Another day, another twitter tempest. UKIP’s Teflon leader was the author of this latest storm when he not only called for an end to diversity legislation in the workplace but went on to claim that British jobs for British workers was an acceptable employment policy. Needless to say Farage’s polices were met with reactions ranging from eye-rolling derision to bile boiling hysteria; indeed anti UKIP sentiments are one of the few things that can bring libertarians and socialists together in common cause.
So is this just another UKIP gaffe, or is Farage merely walking a well-trodden path? Why do our politicians keep drifting back to this ethereal pledge that they know full well they can’t make good on? And why do we keep letting them?
The answer to the first point should be obvious; it’s the run up to a General Election. After years of obscurity as a single issue party, UKIP have groped and stumbled their way into quite a nice little nook on the political spectrum, namely that of a socially conservative but economically protectionist party of nostalgia. Farage has positioned himself in a way that appeals to both unapologetic Thatcherites on the Right and the Labour of your grandparent’s generation on the Left. As such UKIP are poised to take chunks out of both Labour and the Tories across the country, planting themselves as the main opposition to Labour in Northern towns, and the only alternative to the Tories in the Lincolnshire and the Home Counties.

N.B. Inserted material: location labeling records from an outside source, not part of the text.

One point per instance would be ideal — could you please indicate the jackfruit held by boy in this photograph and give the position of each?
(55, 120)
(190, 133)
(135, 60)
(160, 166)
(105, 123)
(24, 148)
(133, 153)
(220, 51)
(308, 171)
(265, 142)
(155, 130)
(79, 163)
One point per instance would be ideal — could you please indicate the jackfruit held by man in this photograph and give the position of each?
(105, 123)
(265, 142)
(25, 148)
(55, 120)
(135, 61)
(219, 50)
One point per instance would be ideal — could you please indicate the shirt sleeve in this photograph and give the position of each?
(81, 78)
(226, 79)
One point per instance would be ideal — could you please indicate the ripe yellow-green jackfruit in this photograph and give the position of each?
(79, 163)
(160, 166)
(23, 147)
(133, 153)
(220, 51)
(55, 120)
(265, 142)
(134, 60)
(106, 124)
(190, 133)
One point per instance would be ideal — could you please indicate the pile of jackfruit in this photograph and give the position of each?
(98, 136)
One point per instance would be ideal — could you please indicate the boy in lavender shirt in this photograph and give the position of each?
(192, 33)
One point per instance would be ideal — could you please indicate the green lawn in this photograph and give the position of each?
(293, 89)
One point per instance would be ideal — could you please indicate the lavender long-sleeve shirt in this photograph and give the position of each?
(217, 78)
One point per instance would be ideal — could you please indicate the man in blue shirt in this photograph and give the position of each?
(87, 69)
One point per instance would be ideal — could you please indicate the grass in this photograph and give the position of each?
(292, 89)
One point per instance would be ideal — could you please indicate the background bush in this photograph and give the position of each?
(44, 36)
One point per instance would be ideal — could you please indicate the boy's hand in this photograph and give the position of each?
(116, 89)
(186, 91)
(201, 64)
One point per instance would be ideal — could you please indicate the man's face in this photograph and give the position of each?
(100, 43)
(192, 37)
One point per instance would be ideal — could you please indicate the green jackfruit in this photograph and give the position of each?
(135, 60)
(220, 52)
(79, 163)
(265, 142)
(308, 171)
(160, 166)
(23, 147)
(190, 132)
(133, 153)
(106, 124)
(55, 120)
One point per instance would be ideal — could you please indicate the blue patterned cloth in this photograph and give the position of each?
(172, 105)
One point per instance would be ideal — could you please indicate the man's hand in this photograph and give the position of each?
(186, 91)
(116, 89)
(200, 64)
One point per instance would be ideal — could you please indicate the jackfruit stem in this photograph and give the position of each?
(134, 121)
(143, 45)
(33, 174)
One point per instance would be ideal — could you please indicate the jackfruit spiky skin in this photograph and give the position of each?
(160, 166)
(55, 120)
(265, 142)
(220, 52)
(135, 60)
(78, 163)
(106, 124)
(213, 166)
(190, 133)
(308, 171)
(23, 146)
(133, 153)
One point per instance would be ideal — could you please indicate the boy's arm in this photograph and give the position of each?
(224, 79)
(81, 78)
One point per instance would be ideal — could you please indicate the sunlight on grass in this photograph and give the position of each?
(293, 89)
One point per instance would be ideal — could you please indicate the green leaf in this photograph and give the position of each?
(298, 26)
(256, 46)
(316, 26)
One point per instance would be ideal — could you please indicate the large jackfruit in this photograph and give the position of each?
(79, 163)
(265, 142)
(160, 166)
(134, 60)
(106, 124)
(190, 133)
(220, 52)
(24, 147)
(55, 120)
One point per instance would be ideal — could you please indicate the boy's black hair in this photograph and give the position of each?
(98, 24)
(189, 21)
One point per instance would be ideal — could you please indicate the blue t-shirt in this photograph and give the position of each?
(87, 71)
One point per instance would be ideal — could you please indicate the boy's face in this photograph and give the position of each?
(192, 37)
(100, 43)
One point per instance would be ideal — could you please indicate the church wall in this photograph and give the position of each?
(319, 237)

This last announcement was not a gaff. This was well calculated grenade rolled into the political living room. Totemic phrases like ‘British jobs for British workers’ fire up the UKIP faithful in the same way that talk of renationalising the railways does for Labour. It also puts Labour and the Tories in an awkward spot. Academics, economists and lawyers know the statement ‘British jobs’ doesn’t hold water and so is scarcely worth dignifying with a response, but in age of sound bites, saying nothing isn’t an option. If Labour come out too strongly against Farage they risk pushing their core vote into his arms, but not opposing strongly enough and the Greens and Lib Dems will gladly mop up the Progressives who already think Labour are pandering to xenophobes. The Tories too face a dilemma; come out in favour of a free and open labour market (one of the British economy’s greatest assets) and you push disgruntled older Tories away, but stay silent and they look to be implicitly agreeing with UKIP, making the chances of working with the Lib Dems now and in the future that much harder.

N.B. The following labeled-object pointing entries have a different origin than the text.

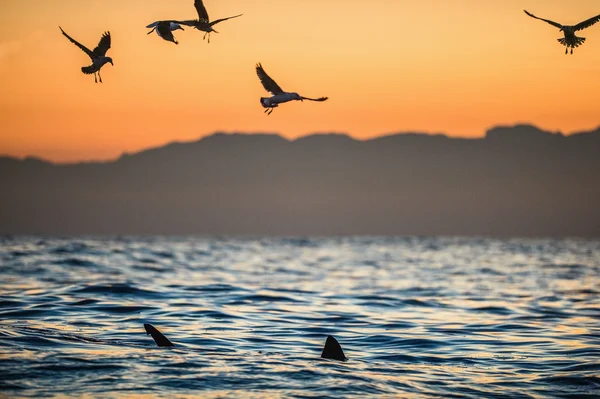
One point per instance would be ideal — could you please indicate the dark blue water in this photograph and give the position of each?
(417, 317)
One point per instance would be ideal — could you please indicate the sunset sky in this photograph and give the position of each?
(457, 67)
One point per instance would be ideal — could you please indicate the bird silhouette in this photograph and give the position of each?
(570, 40)
(98, 56)
(164, 29)
(279, 96)
(203, 22)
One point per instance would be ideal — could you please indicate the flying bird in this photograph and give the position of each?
(165, 29)
(203, 22)
(570, 39)
(279, 96)
(98, 56)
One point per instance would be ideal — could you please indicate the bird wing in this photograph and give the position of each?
(224, 19)
(81, 46)
(268, 83)
(103, 45)
(315, 99)
(202, 13)
(587, 23)
(545, 20)
(190, 22)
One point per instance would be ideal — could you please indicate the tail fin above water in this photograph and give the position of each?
(333, 350)
(160, 339)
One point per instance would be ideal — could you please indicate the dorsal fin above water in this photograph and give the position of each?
(160, 339)
(333, 350)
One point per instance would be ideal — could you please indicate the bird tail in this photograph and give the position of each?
(578, 41)
(88, 70)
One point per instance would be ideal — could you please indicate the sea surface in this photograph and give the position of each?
(417, 317)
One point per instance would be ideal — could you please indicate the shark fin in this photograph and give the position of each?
(160, 339)
(333, 350)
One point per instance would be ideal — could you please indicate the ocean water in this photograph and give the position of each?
(417, 317)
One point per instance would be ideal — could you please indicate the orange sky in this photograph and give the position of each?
(456, 66)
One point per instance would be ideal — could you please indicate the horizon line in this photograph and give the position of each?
(307, 135)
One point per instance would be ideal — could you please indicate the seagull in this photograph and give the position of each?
(98, 56)
(165, 29)
(279, 96)
(203, 22)
(570, 40)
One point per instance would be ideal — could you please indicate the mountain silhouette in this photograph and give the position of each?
(516, 181)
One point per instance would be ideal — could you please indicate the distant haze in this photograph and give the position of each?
(517, 181)
(456, 66)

But didn’t the then Labour leader Gordon Brown pledged ‘British jobs for British workers’ in the run up to the 2010 General Election? Flirting with nativist employment laws let Labour address some of the concerns about immigration without having to use the ‘I’ word. It was just as vague and unworkable coming from a Labour mouth as a UKIP one, but of course let’s not something as petty as that get in the way of our ritual UKIP bashing. Gross hypocrisy aside, Labour had far more wiggle room in 2010 and could afford to dip their toe into the protectionist pond. UKIP were still obsessed with the EU and very much a Tory problem, and the Greens were confined to the Brighton Pavilion.

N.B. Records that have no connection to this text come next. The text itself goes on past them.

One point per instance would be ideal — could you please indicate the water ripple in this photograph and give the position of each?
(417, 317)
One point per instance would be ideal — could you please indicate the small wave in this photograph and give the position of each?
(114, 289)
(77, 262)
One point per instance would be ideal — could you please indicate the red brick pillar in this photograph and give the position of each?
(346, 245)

Both Labour and the Tories like to sound tough on immigration without having to actually do anything. This isn’t unique to Britain. That’s not the story here. What makes this interesting is why a near identical UKIP pledge begets such a different reaction. The answer to this is twofold: firstly, a not-insignificant proportion of the politically aware citizenry have anti-UKIPism as their default setting. Anything that comes out of the purple team’s corner is scrutinised and picked over with far more vigour than is afforded other party’s announcements and activities. An awful lot of people want to hate UKIP and actively look for sticks with which to beat them, even when that’s a stick their own party deserve a thrashing with. Secondly, even for those who don’t get off on loathing UKIP, there’s a belief that UKIP actually believe in this stuff, and really would implement policies like this, and that scares people. We’ve become accustomed to the compromise and sober politics of centrist parties. We’re not used to people with radical ideas getting close to the levers of power. Like the National Front in France and Golden Dawn in Greece, when UKIP talk about getting tough on immigration people believe them in a way they don’t with the traditional parties, and so the reaction is correspondingly more vehement.
This won’t be the last ballsy statement on immigration from UKIP; they know their target audience too well. Nor will it be last hyperbolic reaction from their detractors. It’s going to be a very noisy election campaign.